Now we use the RF model to further downselect important features by using the `RFE` class of Scikit-Learn.

*Remark*: This step can get quite compute-intensive! Here, we check RFE in steps of 5 features. Ideally, this should be carried out in steps of 1.

In [None]:
from sklearn.ensemble import RandomForestRegressor
from sklearn.feature_selection import RFE
from sklearn.metrics import mean_absolute_error
from tqdm.notebook import tqdm

rf = RandomForestRegressor(n_estimators=50, random_state=17, n_jobs=1)
n_features_list = list(range(5, X_val.shape[1]+1, 5))
val_errors = []
train_errors = []
selected_features_dict = {}

for n_features in tqdm(n_features_list, desc='RFE Progress'):
    rfe = RFE(estimator=rf, n_features_to_select=n_features, step=5)
    rfe.fit(X_train, y_train)
    selected_features_dict[n_features] = list(X.columns[rfe.support_])
    X_train_rfe = rfe.transform(X_train)
    rf.fit(X_train_rfe, y_train)
    y_train_pred = rf.predict(X_train_rfe)
    train_errors.append(mean_absolute_error(y_train, y_train_pred))
    X_val_rfe = rfe.transform(X_val)
    y_val_pred = rf.predict(X_val_rfe)
    val_errors.append(mean_absolute_error(y_val, y_val_pred))

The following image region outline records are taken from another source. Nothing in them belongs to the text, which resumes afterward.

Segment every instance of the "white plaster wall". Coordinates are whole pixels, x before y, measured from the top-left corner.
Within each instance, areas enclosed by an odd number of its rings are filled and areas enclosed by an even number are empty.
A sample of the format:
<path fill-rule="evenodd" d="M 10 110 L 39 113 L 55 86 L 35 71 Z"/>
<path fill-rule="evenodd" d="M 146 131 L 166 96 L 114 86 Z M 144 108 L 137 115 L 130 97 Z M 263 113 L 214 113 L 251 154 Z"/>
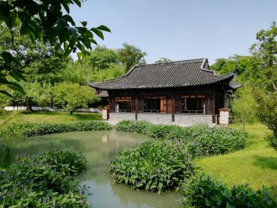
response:
<path fill-rule="evenodd" d="M 175 114 L 175 124 L 188 126 L 197 123 L 206 123 L 208 125 L 213 125 L 213 116 L 211 114 Z"/>
<path fill-rule="evenodd" d="M 132 112 L 115 112 L 109 114 L 109 121 L 119 122 L 122 120 L 135 120 L 136 114 Z"/>
<path fill-rule="evenodd" d="M 138 121 L 147 121 L 154 124 L 172 124 L 171 114 L 141 113 L 138 114 Z"/>

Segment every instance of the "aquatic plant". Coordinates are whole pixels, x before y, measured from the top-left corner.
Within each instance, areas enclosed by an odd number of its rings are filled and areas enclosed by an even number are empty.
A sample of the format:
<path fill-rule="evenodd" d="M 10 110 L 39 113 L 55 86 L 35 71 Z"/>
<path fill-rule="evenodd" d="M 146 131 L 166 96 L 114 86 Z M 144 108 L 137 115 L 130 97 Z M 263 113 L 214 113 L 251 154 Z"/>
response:
<path fill-rule="evenodd" d="M 15 155 L 12 151 L 12 147 L 1 141 L 0 139 L 0 167 L 8 166 L 14 157 Z"/>
<path fill-rule="evenodd" d="M 63 150 L 21 158 L 1 172 L 0 207 L 87 207 L 84 187 L 72 178 L 86 164 L 81 154 Z"/>
<path fill-rule="evenodd" d="M 229 128 L 196 125 L 180 127 L 175 125 L 154 125 L 145 121 L 123 121 L 117 130 L 148 135 L 156 139 L 183 140 L 193 157 L 226 154 L 243 149 L 247 135 L 242 131 Z"/>
<path fill-rule="evenodd" d="M 146 141 L 125 149 L 110 165 L 116 182 L 158 193 L 178 187 L 195 171 L 192 156 L 182 141 Z"/>
<path fill-rule="evenodd" d="M 28 127 L 23 132 L 27 137 L 39 136 L 48 134 L 72 131 L 106 130 L 111 125 L 101 121 L 84 121 L 65 123 L 36 123 Z"/>
<path fill-rule="evenodd" d="M 230 189 L 214 177 L 201 173 L 181 186 L 184 207 L 276 207 L 277 201 L 266 188 L 253 191 L 247 184 Z"/>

plt.figure(figsize=(8, 5))
plt.plot(n_features_list, train_errors, label='Train MAE')
plt.plot(n_features_list, val_errors, label='Validation MAE')
plt.xlabel('Number of Selected Features')
plt.ylabel('Mean Absolute Error')
plt.title('RFE: MAE vs. Number of Features')
plt.legend()
plt.tight_layout()
plt.show()

### 2.7 Final Model Evaluation
Lastly, we compute all train/validation/test metrics (here we look at MAE and R^2, but this can be easily extended to RMSE, MAPE, etc.). We also create parity plots (true vs. predicted target values) for all three sets.

In [None]:
from sklearn.metrics import r2_score

final_features = selected_features_dict[30]
rf_final = RandomForestRegressor(n_estimators=100, random_state=17, n_jobs=1)
X_train_final = X_train[:, [X.columns.get_loc(f) for f in final_features]]
rf_final.fit(X_train_final, y_train)

# Predict on train, validation, and test sets
X_val_final = X_val[:, [X.columns.get_loc(f) for f in final_features]]
X_test_final = X_test[:, [X.columns.get_loc(f) for f in final_features]]

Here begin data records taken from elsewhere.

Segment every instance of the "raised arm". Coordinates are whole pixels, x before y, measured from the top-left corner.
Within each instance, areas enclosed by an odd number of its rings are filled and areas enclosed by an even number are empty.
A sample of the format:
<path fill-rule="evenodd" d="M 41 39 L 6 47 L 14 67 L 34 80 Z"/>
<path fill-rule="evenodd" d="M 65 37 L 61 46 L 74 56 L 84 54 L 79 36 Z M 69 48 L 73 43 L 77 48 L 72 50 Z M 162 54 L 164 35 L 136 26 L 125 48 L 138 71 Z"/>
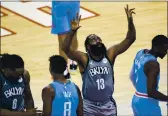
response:
<path fill-rule="evenodd" d="M 30 74 L 27 70 L 24 71 L 24 81 L 25 81 L 25 107 L 26 110 L 34 109 L 34 100 L 32 96 L 32 92 L 30 89 Z"/>
<path fill-rule="evenodd" d="M 144 66 L 144 72 L 147 76 L 147 93 L 149 97 L 160 101 L 168 102 L 168 96 L 157 91 L 157 77 L 160 72 L 159 64 L 156 61 L 149 61 Z"/>
<path fill-rule="evenodd" d="M 43 100 L 43 116 L 51 116 L 52 112 L 52 100 L 55 96 L 54 89 L 51 86 L 47 86 L 42 90 Z M 57 110 L 57 109 L 55 109 Z"/>
<path fill-rule="evenodd" d="M 77 88 L 77 92 L 78 92 L 78 96 L 79 96 L 79 103 L 78 103 L 78 107 L 76 110 L 76 114 L 77 114 L 77 116 L 83 116 L 83 99 L 82 99 L 80 89 L 78 88 L 78 86 L 76 86 L 76 88 Z"/>
<path fill-rule="evenodd" d="M 87 59 L 87 55 L 83 52 L 76 51 L 72 49 L 72 47 L 70 47 L 74 35 L 77 33 L 77 30 L 80 28 L 79 26 L 80 19 L 81 19 L 81 16 L 77 14 L 76 18 L 71 21 L 71 31 L 69 32 L 69 34 L 67 35 L 67 37 L 63 42 L 62 50 L 65 52 L 68 58 L 75 60 L 79 64 L 83 65 Z"/>
<path fill-rule="evenodd" d="M 135 14 L 133 12 L 134 9 L 135 8 L 129 9 L 128 5 L 127 5 L 127 8 L 125 8 L 125 12 L 127 14 L 127 20 L 128 20 L 128 32 L 127 32 L 126 38 L 121 43 L 116 44 L 108 49 L 107 54 L 108 54 L 108 57 L 111 59 L 111 61 L 114 61 L 114 59 L 119 54 L 125 52 L 136 39 L 136 30 L 133 23 L 133 17 L 132 17 L 132 14 Z"/>

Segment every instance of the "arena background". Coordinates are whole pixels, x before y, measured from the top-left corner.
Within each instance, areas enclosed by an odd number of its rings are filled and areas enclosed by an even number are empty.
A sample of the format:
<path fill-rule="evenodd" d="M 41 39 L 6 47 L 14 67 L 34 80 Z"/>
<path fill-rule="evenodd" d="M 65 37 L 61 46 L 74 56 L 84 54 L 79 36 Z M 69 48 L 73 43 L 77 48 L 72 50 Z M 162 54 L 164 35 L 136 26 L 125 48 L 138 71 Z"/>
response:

y_train_pred = rf_final.predict(X_train_final)
y_val_pred = rf_final.predict(X_val_final)
y_test_pred = rf_final.predict(X_test_final)

# Calculate metrics
mae_train = mean_absolute_error(y_train, y_train_pred)
mae_val = mean_absolute_error(y_val, y_val_pred)
mae_test = mean_absolute_error(y_test, y_test_pred)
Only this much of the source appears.